-
Notifications
You must be signed in to change notification settings - Fork 634
Description
Snakemake v6.3
Describe the bug
When submitting many jobs it is possible that PuLP's solver will fill up /tmp with temporary files to 100%, which in HPC environments results in angry emails.
Longer story: We have a student who was submitting a snakefile which runs blastx for 160k input files and then concatenates the output. The student was running into mysterious 'No space left on device' errors during the 'Select jobs to execute...' step. After a bit of digging, simultaneously with a slightly upset HPC-maintainer email, we realised that pulp's mps_lp.py was writing 10s of GB into the login node's /tmp which therefore had filled up. It's this line causing the error: https://github.com/coin-or/pulp/blob/df9d41dd07d7fd65851db7e4cf13a75f540c982c/pulp/mps_lp.py#L245
Pulp is normally good at cleaning up its temporary files, but the student was hitting CTRL-C too often for the cleanup to finish properly, so /tmp contained a few 10GB files from previous runs.
I don't even know if this counts as a bug, but at least others will find our workaround via google now.
Workaround:
At the top of this snakefile we now have
os.environ['TMPDIR'] = os.environ['MYSCRATCH']
because pulp checks the TMPDIR environment variable and will use /tmp if not found. https://github.com/coin-or/pulp/blob/a293fff94f9da90ced4f34cfa51bf90cdd7cd81d/pulp/apis/core.py#L446
That will put the potentially large temporary files into our /scratch via our own environment variable which is slower, but avoids angry emails.
(Edit: I guess you could also change the --scheduler to greedy?)
Logs
Job counts:
count jobs
1 all
164574 blastx
1 merge_blasts
164576
Select jobs to execute...
Traceback (most recent call last):
File "longpath_here_redacted/pulp/mps_lp.py", line 230, in writeMPS
f.write(''.join(columns_lines))
OSError: [Errno 28] No space left on device
During handling of the above exception, another exception occurred:
OSError: [Errno 28] No space left on device
[some more stuff here which repeats the whole traceback, I'm typing this from the student's screenshot, going back to]
/snakemake/scheduler.py", line 766, in _solve_ilp
prob.solve(solver)
Minimal example
It's more about the number of input files than the snakefile itself, here you go:
# check if logfile exists or make new if it doesn't
import os
if not os.path.exists("slurm_logs"):
os.mkdir("slurm_logs")
# define samples used for the whole process
(IDS,) = glob_wildcards('contigs.fa.0.split/{id}.0')

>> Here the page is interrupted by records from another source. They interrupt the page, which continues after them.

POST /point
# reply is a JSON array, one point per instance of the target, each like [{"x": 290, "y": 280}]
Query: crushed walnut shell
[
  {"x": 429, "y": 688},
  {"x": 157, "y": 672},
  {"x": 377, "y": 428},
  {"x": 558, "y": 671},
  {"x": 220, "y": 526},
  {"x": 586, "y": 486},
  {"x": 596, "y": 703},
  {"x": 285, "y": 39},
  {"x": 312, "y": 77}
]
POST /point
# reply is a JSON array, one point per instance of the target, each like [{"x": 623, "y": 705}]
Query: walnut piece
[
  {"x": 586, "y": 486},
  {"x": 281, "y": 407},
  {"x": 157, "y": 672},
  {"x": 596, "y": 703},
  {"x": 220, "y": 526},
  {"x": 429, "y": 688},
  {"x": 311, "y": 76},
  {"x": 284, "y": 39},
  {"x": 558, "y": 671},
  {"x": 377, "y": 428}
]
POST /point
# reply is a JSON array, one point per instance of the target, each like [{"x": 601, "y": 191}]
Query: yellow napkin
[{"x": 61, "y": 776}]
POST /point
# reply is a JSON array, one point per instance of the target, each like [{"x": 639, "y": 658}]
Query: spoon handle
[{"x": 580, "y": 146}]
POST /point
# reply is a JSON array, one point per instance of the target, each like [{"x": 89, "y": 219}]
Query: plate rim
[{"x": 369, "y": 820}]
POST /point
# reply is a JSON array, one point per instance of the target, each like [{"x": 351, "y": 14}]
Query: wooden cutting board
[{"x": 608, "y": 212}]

# this rule collects results and is the final step of the code
# once the input of rule all is reached, snakemake knows that it's finished
rule all:
input:
'merged_results/all_contig_blasts.txt'
rule blastx_slices:
input:
"contigs.fa.0.split/{id}.0",
output:
"slice_blasts/{id}.txt"
log:
"logs/{id}.blastx.log",
benchmark:
"benchmarks/{id}.blastx.benchmark"
resources:
cpus=24,
time="01:00:00",
cluster="magnus",
mem="58G",
shell:
"""blastn -db nt -outfmt '6 qseqid sseqid qlen slen length evalue bitscore staxid ssciname sskingdom' -max_target_seqs 1 -max_hsps 1 -query {input} -num_threads 24 > {output} 2> {log}"""
rule merge_blasts:
input:
expand("slice_blasts/{id}.txt", id=IDS),
output:
'merged_results/all_contig_blasts.txt'
log:
"logs/merge_blasts.log",
benchmark:
"benchmarks/merge_blasts.benchmark"
resources:
cpus=1,
time="24:00:00",
cluster="magnus",
mem="58G",
shell:
""" cat {input} > {output}"""
Make >100k input files and you should also have >10GB files in /tmp
Additional context
Thank you for your work on this fantastic project!
The student installed snakemake via mamba in a clean environment, their pulp version is 2.4, python is 3.9, snakemake is 6.3.0.